In this talk, we will review modern rendering techniques and discuss how deep learning can extend the gamut of this long-lasting research topic. We will investigate deep neural networks as 1) plug-and-play sub-modules that reduce the cost of physically-based rendering; 2) end-to-end pipelines that inspire novel graphics applications. In particular, we will focus on "differentiable rendering," a methodology that solves complex inverse graphics problems and achieved great success in scene reconstruction, generation, and depiction.
Chuan Li is a research scientist at Lambda Labs. His work focuses specifically on the convergent field of computer graphics, computer vision, and machine learning. He completed his Ph.D. in image-based modeling at the University of Bath. Before joining Lambda Labs, he was a Postdoc researcher at Max Planck Institute of Informatics and a research associate at Utrecht University and Mainz University. His research in visual data analysis and synthesis was published at CVPR, ICCV, ECCV, NIPS, Siggraph.

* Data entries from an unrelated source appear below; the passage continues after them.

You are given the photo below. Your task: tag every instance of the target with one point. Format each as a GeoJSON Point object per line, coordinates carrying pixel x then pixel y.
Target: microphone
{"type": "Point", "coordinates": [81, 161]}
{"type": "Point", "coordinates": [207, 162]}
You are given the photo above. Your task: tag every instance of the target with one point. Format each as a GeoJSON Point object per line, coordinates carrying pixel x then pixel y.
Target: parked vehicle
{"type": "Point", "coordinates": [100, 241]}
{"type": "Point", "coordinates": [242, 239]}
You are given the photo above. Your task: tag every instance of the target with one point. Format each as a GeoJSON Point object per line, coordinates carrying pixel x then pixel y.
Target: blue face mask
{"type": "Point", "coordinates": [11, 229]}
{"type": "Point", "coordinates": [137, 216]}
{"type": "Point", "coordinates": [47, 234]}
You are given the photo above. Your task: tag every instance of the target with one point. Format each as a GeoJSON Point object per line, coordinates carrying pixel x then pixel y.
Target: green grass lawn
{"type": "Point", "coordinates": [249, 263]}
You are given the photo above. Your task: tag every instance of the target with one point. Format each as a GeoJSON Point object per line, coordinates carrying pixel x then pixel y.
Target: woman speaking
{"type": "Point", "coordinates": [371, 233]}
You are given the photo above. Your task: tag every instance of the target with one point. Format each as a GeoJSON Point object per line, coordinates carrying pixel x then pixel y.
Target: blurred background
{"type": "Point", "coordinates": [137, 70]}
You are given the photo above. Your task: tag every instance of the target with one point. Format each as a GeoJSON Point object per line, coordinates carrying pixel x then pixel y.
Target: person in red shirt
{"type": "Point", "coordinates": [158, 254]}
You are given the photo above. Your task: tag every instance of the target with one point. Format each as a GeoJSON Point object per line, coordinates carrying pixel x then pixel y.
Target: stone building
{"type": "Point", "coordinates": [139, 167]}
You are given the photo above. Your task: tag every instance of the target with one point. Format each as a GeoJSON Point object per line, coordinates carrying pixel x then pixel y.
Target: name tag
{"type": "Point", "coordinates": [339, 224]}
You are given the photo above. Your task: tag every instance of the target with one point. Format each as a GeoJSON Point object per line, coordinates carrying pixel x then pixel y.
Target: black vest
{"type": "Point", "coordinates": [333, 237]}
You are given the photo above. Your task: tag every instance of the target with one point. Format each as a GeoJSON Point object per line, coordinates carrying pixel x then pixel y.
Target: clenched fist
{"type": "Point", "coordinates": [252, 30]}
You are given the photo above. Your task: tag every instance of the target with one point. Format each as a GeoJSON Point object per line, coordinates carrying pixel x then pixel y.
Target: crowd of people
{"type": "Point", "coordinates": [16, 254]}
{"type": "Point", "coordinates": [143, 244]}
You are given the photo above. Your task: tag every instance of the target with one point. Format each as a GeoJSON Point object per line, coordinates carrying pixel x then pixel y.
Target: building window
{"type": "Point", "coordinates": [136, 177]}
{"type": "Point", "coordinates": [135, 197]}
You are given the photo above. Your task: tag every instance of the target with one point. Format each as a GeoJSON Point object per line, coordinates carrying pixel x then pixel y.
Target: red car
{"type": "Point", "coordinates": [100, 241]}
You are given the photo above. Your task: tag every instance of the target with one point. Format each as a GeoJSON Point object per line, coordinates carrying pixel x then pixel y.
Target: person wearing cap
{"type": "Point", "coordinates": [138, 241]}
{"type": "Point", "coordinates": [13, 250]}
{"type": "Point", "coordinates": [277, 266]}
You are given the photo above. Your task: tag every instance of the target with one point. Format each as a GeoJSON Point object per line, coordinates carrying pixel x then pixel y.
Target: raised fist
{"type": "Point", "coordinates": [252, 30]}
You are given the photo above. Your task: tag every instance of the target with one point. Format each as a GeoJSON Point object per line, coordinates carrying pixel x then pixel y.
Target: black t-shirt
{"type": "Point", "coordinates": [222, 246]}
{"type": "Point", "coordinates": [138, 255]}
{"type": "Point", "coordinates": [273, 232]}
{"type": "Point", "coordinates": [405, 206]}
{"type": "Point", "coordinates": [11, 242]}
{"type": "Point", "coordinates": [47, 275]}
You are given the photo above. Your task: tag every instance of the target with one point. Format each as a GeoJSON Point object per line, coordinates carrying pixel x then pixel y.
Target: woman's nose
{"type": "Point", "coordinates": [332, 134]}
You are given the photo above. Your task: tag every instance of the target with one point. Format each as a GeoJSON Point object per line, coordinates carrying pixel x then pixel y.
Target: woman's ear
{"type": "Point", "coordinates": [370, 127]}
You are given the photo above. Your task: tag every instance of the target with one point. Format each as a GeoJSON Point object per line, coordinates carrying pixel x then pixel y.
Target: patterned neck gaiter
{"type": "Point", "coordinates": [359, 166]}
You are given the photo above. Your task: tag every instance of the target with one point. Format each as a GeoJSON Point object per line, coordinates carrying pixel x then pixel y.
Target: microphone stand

Predicting the relationship between a molecule's structure and its odor remains a difficult, decades-old task. This problem, termed quantitative structure-odor relationship (QSOR) modeling, is an important challenge in chemistry, impacting human nutrition, manufacture of synthetic fragrance, the environment, and sensory neuroscience. We use of graph neural networks for QSOR, and show they significantly out-perform prior methods on a novel data set labeled by olfactory experts. Additional analysis shows that the learned embeddings from graph neural networks capture a meaningful odor space representation of the underlying relationship between structure and odor, as demonstrated by strong performance on two challenging transfer learning tasks. Machine learning has already had a large impact on the senses of sight and sound. Based on these early results with graph neural networks for molecular properties, we hope machine learning can eventually do for olfaction what it has already done for vision and hearing.
Alex Wiltschko is a research scientist at Google Brain, focusing on building more flexible machine learning software systems, and also applications of machine learning to biology. He has helped build several machine learning libraries, including torch-autograd, and Tangent, a compiler-based autodiff library for Python at Google. He completed his PhD in Neurobiology at Harvard, focusing on quantifying behavior and body language using depth cameras and nonparametric time-series modeling.